Mort et Transfiguration, qui débutait ce concert de nouveau consacré à des poèmes symphoniques de Richard Strauss (1864-1949) et à un concerto de Wolfgang Amadeus Mozart (1756-1791), impressionne d’emblée par la cohésion des cordes, même si l’on ne ressent guère de tension de prime abord, les première minutes faisant presque craindre une interprétation quelque peu apathique. Fort heureusement, dès l’entrée en lice des huit contrebasses annonçant les premiers emportements du tutti, on est pris à la gorge, les cordes grondent, les cuivres rougeoient et les bois sont aériens. Riccardo Chailly conduit l’ensemble avec une maîtrise de chaque instant, aucun détail ni aucun départ ne lui échappent: son geste est impérial et la fin de l’œuvre, apaisement aux couleurs d’une parfaite plénitude, emplit la salle d’une profonde émotion. Même si l’on aurait parfois apprécié davantage de violence dans le propos, chapeau bas!
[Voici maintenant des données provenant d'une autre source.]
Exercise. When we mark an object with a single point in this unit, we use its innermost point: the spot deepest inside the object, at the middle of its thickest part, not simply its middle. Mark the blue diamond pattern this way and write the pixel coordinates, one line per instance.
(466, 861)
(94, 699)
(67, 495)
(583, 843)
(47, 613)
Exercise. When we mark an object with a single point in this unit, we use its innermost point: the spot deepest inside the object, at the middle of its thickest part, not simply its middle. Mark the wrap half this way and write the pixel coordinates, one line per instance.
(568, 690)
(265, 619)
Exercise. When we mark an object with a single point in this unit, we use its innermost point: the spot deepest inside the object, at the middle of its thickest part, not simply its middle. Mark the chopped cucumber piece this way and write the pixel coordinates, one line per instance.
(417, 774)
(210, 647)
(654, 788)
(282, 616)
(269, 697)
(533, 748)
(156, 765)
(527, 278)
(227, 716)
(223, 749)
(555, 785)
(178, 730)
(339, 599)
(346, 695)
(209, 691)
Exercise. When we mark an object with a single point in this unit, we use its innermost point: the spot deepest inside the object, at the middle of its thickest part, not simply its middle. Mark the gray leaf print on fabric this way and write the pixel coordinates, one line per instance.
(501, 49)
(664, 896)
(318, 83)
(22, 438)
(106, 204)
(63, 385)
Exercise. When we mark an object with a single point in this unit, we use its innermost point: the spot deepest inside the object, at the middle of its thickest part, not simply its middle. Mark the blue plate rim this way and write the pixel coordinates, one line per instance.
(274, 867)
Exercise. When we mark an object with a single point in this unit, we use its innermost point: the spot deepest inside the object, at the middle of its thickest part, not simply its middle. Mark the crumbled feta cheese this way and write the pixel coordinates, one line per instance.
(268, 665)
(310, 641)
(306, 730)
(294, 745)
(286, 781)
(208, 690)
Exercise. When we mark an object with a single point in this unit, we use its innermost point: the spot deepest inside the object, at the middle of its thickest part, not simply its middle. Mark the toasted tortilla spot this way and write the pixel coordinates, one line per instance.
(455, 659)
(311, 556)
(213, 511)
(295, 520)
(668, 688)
L’émotion, on la retrouva, et de quelle manière là encore, dans les Métamorphoses, une de ces pièces que l’on ne peut voir autrement que comme faisant partie du testament musical de Strauss. Le thème de l’Héroïque, leitmotiv de l’œuvre, était certes déjà poignant mais force est de constater que la façon dont Strauss l’a réutilisé implique une plus grande noirceur encore, que les cordes de l’orchestre rendirent de la plus belle manière. Sous la houlette du premier violon solo Frank-Michael Erben – mais n’oublions pas non plus les autres chefs de pupitres à commencer par l’excellent altiste Yu Sun! –, le thème originel se déploie et se transforme sous nos yeux sans aucune baisse de tension, avec un lyrisme que Chailly, dirigeant l’œuvre sans baguette, adopte sans minauderie ni épanchement excessif. La conduite et le résultat sont encore une fois irréprochables. C’est également l’impression qui ressort de Till l’Espiègle, occasion pour l’orchestre de presque quintupler ses effectifs par rapport aux seuls vingt-trois instrumentistes présents sur scène pour les Métamorphoses qui précédaient... Bénéficiant de musiciens à la musicalité et, en l’occurrence, surtout peut-être à la technique hors pair, le chef italien nous délivra une superbe lecture de cette véritable farce musicale mais c’est justement ce qui nous a un peu déçu: tout est excellemment bien fait mais où est le sarcasme de cette musique qu’un Furtwängler, par exemple, savait si bien faire ressortir? Où est ce côté grinçant qui oscille entre burlesque et tragédie (n’oublions pas que Till meurt à la fin!)? On peut certes regretter que, pour cette dernière œuvre la mariée fût trop belle, mais le résultat n’en fut pas moins enthousiasmant, soulevant l’ovation du public.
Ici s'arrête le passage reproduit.